Infelizmente, os atos a seguir empalidecem em comparação. Embora inicialmente impressionante, o corte drástico do Ato 2 para um RPG da era de 8 bits cai por terra. O ato 3 retorna à perspectiva da primeira pessoa, mas em um ambiente mais genérico. Nenhum dos dois capta a mesma sensação arrepiante de pavor que permeia o Ato 1, nem consegue transmitir a mesma sensação de que alguma merda realmente esquisita está prestes a acontecer. Não é que eles sejam ruins, como tais; é mais que, em uma demonstração clara do poder do contexto temático, o Ato 1 estabelece uma barreira que os outros atos não podem alcançar.

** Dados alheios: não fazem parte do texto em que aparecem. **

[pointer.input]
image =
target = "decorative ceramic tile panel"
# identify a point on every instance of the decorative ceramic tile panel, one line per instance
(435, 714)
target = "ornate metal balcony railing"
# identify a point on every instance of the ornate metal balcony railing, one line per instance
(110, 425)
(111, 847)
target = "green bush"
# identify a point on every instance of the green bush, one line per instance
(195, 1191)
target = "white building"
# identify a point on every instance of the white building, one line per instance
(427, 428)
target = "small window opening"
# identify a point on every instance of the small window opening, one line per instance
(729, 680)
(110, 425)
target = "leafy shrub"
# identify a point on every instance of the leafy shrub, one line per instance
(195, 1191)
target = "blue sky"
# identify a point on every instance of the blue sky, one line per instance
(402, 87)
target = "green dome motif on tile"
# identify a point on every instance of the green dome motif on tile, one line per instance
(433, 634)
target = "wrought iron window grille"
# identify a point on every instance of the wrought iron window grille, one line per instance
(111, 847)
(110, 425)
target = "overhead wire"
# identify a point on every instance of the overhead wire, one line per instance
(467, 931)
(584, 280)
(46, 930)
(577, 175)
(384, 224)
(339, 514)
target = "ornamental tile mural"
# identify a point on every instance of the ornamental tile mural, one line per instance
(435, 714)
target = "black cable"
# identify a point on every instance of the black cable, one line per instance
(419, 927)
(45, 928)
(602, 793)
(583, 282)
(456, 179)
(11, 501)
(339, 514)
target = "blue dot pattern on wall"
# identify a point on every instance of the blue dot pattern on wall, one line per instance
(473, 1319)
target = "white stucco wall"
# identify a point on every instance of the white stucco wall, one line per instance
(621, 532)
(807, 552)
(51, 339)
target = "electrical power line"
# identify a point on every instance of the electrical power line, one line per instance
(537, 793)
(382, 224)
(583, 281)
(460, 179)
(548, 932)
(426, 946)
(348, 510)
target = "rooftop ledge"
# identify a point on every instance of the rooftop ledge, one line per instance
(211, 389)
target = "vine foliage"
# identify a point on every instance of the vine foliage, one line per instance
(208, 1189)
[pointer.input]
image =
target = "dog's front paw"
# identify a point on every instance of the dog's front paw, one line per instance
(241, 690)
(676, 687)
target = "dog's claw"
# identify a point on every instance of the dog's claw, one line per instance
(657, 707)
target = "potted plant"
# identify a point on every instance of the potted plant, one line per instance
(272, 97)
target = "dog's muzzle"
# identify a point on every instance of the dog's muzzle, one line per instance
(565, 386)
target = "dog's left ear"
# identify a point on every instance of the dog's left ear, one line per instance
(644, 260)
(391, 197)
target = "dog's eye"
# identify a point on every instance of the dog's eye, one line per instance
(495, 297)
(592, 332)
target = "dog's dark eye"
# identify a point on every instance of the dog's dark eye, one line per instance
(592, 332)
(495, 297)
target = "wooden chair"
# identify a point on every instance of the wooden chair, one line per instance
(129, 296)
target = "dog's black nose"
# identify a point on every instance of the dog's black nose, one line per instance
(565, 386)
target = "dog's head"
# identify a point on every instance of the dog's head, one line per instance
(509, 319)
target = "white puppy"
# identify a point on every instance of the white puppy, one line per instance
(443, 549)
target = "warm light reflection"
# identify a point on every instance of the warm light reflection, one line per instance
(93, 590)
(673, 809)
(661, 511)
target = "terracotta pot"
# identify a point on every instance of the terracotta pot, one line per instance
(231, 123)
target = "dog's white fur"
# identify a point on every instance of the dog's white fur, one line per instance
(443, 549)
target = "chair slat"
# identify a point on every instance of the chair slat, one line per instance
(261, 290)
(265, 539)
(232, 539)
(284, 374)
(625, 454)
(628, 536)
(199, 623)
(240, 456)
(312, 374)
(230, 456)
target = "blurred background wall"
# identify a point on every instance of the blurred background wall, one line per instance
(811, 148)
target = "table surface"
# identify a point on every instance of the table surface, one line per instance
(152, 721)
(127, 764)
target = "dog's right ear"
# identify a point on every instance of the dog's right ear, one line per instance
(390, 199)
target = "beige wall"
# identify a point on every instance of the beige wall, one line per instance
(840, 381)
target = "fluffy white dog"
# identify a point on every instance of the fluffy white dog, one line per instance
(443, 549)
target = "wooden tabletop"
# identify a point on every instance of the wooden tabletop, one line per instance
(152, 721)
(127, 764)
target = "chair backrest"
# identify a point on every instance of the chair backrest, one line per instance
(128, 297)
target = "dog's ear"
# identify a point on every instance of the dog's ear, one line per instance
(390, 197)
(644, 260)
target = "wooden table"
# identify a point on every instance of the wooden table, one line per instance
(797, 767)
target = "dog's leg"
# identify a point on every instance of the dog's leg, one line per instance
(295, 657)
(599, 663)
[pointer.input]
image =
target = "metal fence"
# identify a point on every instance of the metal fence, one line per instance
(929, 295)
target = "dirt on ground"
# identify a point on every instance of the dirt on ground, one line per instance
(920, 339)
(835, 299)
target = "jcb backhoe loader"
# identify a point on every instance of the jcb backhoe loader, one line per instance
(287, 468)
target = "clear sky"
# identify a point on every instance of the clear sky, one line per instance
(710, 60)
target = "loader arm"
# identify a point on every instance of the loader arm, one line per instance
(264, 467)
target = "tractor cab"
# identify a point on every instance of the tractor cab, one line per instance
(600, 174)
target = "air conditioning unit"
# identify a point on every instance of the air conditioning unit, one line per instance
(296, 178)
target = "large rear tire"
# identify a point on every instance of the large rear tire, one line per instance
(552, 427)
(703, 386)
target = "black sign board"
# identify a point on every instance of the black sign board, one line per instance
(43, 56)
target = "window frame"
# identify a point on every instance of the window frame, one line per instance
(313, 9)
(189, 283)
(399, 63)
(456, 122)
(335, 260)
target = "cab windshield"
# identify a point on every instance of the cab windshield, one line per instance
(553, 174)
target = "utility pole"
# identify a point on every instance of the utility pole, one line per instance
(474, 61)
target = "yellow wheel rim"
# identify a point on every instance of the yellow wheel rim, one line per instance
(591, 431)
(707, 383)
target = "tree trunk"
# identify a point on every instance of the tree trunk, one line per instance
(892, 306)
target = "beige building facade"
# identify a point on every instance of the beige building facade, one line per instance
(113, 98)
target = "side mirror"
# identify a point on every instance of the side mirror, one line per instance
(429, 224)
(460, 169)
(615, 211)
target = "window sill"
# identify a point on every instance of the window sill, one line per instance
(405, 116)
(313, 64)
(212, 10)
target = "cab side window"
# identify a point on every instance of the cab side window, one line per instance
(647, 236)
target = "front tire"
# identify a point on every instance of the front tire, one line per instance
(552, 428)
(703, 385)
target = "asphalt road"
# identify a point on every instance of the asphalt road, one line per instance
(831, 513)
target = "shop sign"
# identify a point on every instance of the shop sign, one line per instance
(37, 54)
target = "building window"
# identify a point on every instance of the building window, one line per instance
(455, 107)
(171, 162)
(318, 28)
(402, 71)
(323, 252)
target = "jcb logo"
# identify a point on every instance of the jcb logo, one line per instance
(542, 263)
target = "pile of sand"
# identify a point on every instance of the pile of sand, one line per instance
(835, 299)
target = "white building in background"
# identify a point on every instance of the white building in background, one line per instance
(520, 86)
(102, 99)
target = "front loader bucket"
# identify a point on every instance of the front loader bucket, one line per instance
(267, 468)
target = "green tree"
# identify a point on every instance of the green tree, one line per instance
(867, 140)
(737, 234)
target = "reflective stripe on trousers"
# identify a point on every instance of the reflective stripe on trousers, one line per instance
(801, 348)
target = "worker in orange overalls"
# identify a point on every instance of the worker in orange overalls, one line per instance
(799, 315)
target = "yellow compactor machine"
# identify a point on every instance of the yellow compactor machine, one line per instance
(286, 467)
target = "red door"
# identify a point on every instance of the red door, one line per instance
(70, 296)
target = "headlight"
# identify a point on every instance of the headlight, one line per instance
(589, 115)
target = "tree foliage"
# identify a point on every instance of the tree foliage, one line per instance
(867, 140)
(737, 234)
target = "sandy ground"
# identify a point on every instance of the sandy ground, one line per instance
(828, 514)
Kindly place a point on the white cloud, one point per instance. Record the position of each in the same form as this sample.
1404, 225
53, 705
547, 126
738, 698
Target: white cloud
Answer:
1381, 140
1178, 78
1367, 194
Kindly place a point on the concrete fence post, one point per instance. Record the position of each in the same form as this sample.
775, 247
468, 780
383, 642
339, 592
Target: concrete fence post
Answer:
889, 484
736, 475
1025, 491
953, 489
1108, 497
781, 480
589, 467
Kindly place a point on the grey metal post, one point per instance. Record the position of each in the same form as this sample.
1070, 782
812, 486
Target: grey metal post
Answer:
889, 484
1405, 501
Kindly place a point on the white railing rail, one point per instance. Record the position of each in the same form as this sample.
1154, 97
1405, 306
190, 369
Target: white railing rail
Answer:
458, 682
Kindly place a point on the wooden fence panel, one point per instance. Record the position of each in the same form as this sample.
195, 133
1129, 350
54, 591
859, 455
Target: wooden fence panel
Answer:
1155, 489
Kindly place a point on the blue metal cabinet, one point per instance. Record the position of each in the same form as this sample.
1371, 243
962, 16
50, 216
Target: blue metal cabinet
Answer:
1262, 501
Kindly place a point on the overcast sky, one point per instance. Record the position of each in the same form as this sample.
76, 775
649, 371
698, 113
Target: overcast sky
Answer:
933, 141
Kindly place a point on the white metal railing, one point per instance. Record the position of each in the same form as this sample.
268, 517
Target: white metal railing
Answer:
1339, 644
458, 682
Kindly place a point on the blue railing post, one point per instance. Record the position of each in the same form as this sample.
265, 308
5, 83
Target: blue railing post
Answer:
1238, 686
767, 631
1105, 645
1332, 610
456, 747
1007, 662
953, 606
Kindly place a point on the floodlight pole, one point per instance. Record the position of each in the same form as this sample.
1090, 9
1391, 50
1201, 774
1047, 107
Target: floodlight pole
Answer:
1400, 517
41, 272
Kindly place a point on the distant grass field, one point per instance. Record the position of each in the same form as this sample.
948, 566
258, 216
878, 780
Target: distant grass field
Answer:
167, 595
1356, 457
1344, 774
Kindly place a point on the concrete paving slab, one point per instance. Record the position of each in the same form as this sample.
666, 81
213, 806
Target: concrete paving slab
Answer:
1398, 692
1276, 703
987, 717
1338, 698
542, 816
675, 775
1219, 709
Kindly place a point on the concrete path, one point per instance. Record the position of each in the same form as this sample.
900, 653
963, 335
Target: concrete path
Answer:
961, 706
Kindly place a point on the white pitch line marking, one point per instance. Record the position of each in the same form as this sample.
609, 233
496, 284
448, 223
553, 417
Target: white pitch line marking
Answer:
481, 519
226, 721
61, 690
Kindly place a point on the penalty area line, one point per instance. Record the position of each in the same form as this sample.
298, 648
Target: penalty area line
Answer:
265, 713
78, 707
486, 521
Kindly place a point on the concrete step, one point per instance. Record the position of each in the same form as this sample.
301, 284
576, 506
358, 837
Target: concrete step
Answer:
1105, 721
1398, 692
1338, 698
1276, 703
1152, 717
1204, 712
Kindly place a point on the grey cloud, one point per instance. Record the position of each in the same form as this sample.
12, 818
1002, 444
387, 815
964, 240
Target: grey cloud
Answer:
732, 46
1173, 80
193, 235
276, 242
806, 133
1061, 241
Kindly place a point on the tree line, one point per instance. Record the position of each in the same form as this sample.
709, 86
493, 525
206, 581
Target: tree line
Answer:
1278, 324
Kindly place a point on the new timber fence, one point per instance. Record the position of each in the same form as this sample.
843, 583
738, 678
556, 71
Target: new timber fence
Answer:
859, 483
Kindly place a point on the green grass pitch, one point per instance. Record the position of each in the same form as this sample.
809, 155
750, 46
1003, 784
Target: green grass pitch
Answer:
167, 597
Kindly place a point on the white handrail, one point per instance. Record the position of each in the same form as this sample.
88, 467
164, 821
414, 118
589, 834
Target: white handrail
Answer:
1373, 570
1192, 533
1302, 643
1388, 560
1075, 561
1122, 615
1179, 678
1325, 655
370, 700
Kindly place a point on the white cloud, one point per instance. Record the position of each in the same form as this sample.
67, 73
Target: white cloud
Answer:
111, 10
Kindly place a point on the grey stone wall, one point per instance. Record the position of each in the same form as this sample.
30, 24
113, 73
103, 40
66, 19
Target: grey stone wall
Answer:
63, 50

E isso realmente é Inscryption em poucas palavras. O primeiro ato é simplesmente brilhante. Não só o jogo de cartas central está no seu melhor, mas também é onde essa mecânica é melhor servida pelas armadilhas ricamente atmosféricas que os rodeiam. Os dois atos seguintes oferecem admiravelmente novas reviravoltas na mecânica e uma perspectiva diferente na narrativa, mas nenhum se mostra tão satisfatório quanto o original. Sozinho, o Ato 1 é um dos melhores jogos do ano, mas tudo o que vem depois o arrasta de volta para o pacote.